Other major strengths of our study include a large and representative sample size, a clinically diverse population potentially allowing for generalizability of our results to other populations, and an a priori defined primary outcome which limits the potential for multiple comparisons. We also acknowledge several limitations. A retrospective study design limits the ability to identify and correct potential misclassification of neonatal outcomes and maternal characteristics. Confounding remains a possibility in the absence of a randomized study design. As term uncomplicated newborns receive care in a newborn nursery whereas preterm infants often receive care in a neonatal intensive care unit, the distribution of intervention may reflect recording bias or practice variation between services. Additionally, our study was not powered to specifically analyze singular adverse outcomes such as stillbirth. Finally, we were unable to study long-term neonatal outcomes associated with the use of FLM studies, notably neurodevelopmental consequences. FLM testing was performed by fluorescence polarization. We would expect similar results with comparable FLM tests.[1,11]

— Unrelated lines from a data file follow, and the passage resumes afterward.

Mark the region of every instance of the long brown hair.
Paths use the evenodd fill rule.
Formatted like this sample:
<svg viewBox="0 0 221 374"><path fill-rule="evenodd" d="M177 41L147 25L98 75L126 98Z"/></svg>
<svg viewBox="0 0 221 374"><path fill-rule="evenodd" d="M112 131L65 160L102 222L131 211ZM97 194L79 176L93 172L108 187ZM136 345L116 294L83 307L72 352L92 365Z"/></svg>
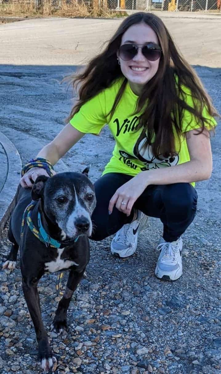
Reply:
<svg viewBox="0 0 221 374"><path fill-rule="evenodd" d="M211 116L218 115L194 71L179 53L160 18L154 14L140 12L127 17L104 51L90 61L83 72L72 78L75 88L80 84L79 99L72 109L67 121L90 99L109 87L116 79L123 77L117 60L117 52L123 34L130 26L141 22L148 25L155 32L162 53L157 73L144 85L138 100L136 113L142 111L138 128L143 126L145 131L147 137L145 148L151 144L155 157L160 154L168 157L176 153L174 131L179 135L180 145L181 134L185 129L182 128L185 110L192 113L199 124L202 129L199 133L203 131L205 125L212 127L209 121L203 116L204 106ZM125 78L110 112L111 117L127 82ZM185 101L185 94L182 88L183 86L191 92L193 107ZM151 143L154 135L154 142Z"/></svg>

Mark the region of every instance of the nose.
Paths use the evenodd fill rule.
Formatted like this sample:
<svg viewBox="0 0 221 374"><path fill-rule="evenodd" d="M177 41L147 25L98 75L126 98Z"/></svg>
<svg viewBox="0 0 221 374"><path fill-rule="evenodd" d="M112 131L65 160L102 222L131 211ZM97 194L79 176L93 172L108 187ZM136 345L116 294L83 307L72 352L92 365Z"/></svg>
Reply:
<svg viewBox="0 0 221 374"><path fill-rule="evenodd" d="M89 228L90 223L87 218L82 217L76 220L75 225L79 231L84 233Z"/></svg>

Overall, we found that mature and transitional/immature FLM status was not correlated with the spectrum of neonatal morbidities in late preterm and early term births. In our population, neonatal complications requiring clinical intervention remained common despite mature FLM testing. As our knowledge of the complexity of fetal and neonatal maturation evolves, the limitations of the singular focus of FLM testing are clear. Thus, our study supports the idea that FLM status should be one consideration amongst many complex, sometimes unmeasurable, markers of global maturation. The obstetric balance between continued in utero gestation versus delivery should continue to give us pause.

Future studies may identify specific patient populations where a significant difference in outcome with documented FLM exists. Biomarkers predictive of non-respiratory adverse events, including neurodevelopmental outcomes, in late preterm/early term birth represent an important area of future research focus.